Now, I am not concerned about watching my peers walk on water while I haven’t dipped a toe. It seems foolish now that I ever felt that way, when I now wonder whether I will meet my peers at all.
The feelings of denial and anger are real, and with the news of the University going remote for the fall quarter, the road to acceptance of this world’s state is not an easy one. Certainly, I have not entirely accepted the reality. I still find myself trying to will normalcy into existence by actively resenting what’s right in front of my eyes. It is not easy to accept this state of affairs, nor is it easy to relinquish our delusions of control.

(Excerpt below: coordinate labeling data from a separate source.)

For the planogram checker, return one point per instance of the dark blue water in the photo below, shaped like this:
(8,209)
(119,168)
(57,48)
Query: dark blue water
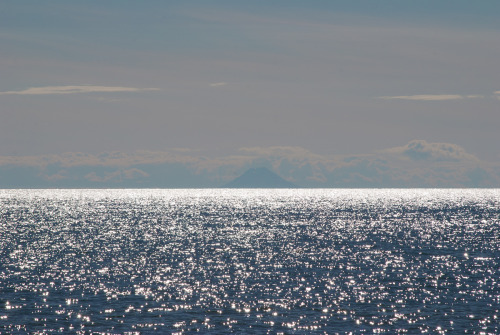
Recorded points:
(250,261)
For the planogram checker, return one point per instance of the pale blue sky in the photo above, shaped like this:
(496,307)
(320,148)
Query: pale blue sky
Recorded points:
(334,77)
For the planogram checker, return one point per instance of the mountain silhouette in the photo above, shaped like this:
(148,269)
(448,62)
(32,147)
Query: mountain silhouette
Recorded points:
(259,178)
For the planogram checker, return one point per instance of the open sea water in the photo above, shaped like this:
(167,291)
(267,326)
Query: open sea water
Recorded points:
(250,261)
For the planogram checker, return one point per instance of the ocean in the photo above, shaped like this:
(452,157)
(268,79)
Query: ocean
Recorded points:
(261,261)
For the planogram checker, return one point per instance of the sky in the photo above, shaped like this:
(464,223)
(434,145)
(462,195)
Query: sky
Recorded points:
(219,79)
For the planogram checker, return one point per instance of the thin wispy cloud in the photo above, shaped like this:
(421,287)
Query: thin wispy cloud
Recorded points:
(426,97)
(74,89)
(218,84)
(434,97)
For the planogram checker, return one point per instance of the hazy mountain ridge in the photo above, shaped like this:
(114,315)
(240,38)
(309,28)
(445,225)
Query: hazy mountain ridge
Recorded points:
(417,164)
(259,178)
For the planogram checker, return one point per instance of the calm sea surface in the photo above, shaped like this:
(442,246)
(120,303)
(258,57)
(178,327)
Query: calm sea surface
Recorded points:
(250,261)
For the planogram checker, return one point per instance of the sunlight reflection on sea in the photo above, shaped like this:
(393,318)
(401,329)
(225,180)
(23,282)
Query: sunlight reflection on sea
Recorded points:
(255,261)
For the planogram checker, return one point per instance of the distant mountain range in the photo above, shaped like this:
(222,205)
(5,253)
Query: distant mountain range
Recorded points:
(259,178)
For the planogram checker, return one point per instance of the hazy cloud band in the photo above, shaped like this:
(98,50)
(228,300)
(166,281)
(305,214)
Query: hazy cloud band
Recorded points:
(75,89)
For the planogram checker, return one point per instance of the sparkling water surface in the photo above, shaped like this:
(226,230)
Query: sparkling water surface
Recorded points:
(250,261)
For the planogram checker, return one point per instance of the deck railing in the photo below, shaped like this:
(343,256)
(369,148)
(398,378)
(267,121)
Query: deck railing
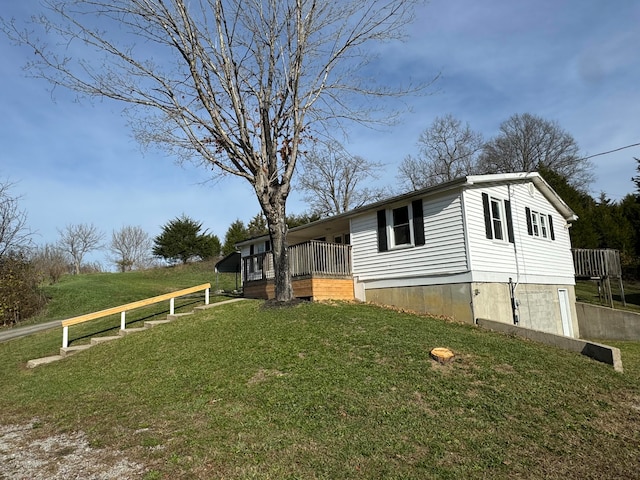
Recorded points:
(309,258)
(123,309)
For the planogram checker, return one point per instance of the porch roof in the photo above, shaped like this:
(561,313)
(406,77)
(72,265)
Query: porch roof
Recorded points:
(336,223)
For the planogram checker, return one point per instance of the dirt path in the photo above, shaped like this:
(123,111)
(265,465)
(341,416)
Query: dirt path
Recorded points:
(26,455)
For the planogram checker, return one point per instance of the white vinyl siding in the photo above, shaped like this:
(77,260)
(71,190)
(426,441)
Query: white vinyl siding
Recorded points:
(444,251)
(538,261)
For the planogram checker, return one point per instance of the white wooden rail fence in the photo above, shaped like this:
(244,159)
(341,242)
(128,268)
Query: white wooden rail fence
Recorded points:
(123,309)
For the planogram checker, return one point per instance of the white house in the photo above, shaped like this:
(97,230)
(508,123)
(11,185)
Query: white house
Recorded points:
(485,246)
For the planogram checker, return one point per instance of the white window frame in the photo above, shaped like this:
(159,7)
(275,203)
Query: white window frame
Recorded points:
(391,227)
(499,230)
(539,225)
(544,228)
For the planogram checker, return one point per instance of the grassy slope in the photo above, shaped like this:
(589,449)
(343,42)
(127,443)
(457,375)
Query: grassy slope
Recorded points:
(75,295)
(333,391)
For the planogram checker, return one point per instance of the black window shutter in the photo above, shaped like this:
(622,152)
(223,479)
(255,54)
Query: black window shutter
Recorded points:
(382,231)
(487,216)
(507,209)
(418,222)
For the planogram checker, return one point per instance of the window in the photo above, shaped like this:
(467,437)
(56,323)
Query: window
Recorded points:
(402,226)
(543,226)
(534,223)
(539,224)
(497,218)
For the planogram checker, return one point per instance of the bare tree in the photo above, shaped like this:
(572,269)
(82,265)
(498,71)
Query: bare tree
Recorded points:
(332,180)
(131,248)
(78,240)
(448,150)
(51,262)
(527,142)
(14,234)
(236,85)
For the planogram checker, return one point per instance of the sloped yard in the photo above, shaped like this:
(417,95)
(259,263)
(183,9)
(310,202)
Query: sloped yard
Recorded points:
(327,391)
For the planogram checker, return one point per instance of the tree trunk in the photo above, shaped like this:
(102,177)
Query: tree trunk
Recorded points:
(273,203)
(282,278)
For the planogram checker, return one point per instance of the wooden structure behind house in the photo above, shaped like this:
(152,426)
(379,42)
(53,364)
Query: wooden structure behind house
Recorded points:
(600,265)
(485,246)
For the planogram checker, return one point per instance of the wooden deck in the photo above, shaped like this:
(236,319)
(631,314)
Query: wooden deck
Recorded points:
(319,270)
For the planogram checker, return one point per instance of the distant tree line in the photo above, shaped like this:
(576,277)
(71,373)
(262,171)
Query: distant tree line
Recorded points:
(333,182)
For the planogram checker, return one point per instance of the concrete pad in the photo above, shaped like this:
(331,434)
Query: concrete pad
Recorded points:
(597,351)
(36,362)
(217,304)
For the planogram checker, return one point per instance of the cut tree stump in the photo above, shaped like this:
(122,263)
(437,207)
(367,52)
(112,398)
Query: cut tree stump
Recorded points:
(441,354)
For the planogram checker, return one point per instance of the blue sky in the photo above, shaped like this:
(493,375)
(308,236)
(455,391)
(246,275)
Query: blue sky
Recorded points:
(572,61)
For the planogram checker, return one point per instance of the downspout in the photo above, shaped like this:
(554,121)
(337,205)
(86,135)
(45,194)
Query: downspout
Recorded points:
(515,303)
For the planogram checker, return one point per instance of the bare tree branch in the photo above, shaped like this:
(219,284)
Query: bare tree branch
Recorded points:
(236,85)
(332,180)
(527,142)
(448,150)
(14,233)
(79,239)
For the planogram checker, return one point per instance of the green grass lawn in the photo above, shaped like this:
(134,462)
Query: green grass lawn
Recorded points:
(79,294)
(333,391)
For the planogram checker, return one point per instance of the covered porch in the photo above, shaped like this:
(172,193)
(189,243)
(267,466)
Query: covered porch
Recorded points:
(319,270)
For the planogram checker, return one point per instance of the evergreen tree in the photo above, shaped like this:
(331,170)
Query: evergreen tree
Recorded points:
(257,226)
(236,232)
(182,240)
(583,232)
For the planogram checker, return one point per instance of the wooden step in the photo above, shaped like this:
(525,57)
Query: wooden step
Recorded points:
(153,323)
(97,340)
(65,352)
(132,330)
(36,362)
(178,315)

Before COVID-19 hit, I had one main budding fear about going to college, not several. I was thrilled to try my hand at new horizons after going to the same K-12 school since I was four years old. I knew I might face an increased workload or the existential proposition of deciding on a major, but what really concerned me was the prospect of inadequacy. Impostor syndrome syndrome is almost a trope at Stanford by now, but that truism did not allay what I felt. Now, I am not concerned about watching my peers walk on water while I haven’t dipped a toe. It seems foolish now that I ever felt that way, when I now wonder whether I will meet my peers at all.
There’s a lot to be said about chance interactions. I believe that, to some extent, our interactions require planning now instead of mere circumstance, and I am afraid that that will be enough of a deterrent to keep my class from adequately bonding in a meaningful way. My genuine hope, however, is that social life will thrive in spite of the pandemic. There’s only one way to find out if there will be a meaningful social life, but here’s something that I already know: We are a school full of wonderfully compassionate, creative and industrious people. Already, projects such as Club Cardinal have sprung up to create a sense of virtual community. Let’s not forget that this community, while virtual, is still comprised of the exceptional people that make Stanford what it is.

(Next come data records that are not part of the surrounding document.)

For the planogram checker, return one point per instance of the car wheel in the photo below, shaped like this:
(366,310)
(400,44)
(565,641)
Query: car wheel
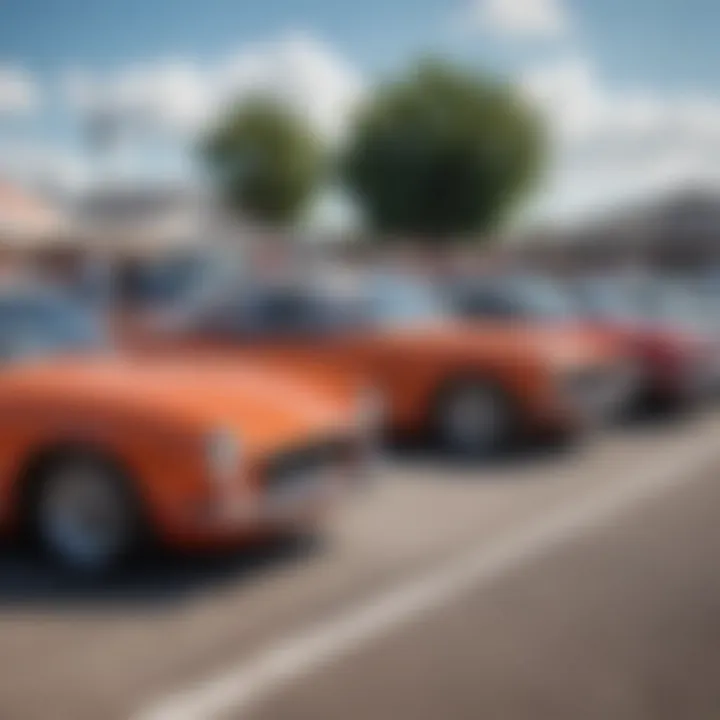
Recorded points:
(84,515)
(473,418)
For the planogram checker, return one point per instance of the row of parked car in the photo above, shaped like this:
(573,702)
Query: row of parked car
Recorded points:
(244,413)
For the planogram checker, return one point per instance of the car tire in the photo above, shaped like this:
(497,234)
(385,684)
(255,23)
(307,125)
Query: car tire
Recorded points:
(84,516)
(473,419)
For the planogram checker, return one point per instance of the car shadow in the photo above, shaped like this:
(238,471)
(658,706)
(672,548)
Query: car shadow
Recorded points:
(510,461)
(157,580)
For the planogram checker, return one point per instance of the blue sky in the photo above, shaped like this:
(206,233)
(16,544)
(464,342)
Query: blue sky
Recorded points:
(607,72)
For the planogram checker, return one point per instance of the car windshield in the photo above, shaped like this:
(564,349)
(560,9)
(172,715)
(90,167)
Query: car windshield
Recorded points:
(644,301)
(606,300)
(399,301)
(674,304)
(33,325)
(539,298)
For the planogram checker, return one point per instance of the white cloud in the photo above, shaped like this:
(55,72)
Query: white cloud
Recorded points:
(540,19)
(611,146)
(19,93)
(181,96)
(37,163)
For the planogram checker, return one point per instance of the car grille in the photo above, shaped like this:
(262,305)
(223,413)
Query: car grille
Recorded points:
(297,466)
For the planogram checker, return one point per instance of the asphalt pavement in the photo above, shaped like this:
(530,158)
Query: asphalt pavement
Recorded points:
(552,585)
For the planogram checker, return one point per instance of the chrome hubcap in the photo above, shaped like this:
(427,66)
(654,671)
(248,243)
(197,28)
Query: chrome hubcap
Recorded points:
(82,517)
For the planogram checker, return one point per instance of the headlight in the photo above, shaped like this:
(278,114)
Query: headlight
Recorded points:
(222,455)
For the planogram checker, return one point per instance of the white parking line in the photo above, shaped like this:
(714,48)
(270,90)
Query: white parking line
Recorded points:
(237,688)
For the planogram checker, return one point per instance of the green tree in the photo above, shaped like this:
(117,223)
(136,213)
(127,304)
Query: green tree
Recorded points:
(442,153)
(265,160)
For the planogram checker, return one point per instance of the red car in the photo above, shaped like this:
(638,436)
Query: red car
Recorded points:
(674,357)
(667,328)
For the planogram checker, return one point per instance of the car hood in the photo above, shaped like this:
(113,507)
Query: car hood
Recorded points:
(264,406)
(562,347)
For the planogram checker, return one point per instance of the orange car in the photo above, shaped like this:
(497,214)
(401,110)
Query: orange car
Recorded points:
(473,388)
(101,452)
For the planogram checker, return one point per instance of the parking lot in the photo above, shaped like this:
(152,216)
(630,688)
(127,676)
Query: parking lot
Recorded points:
(558,585)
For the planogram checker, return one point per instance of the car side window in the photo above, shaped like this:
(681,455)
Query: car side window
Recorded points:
(274,314)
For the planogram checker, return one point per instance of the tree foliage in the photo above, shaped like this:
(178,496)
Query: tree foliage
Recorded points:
(265,160)
(442,153)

It’s only a matter of time before we use our resilience and problem-solving skills to adapt to the limitations that we face. Sure, with current technology there is no replacement for the in-person experiences of table tennis, campus hotspots or unscripted, conventional social events, but at least I can expect with a fair amount of certainty that, when in-person activity begins anew, students will not take for granted the wonderful opportunities they have.
Relative to a four-year college experience, an initial chunk of virtual learning will not entirely derail everything we hope to accomplish and experience at Stanford. And when we eventually return to campus, there will be a new frame of mind. After being starved of regular, day-to-day experiences, we will find within us the heightened motivation to make the most out of our time here while it lasts.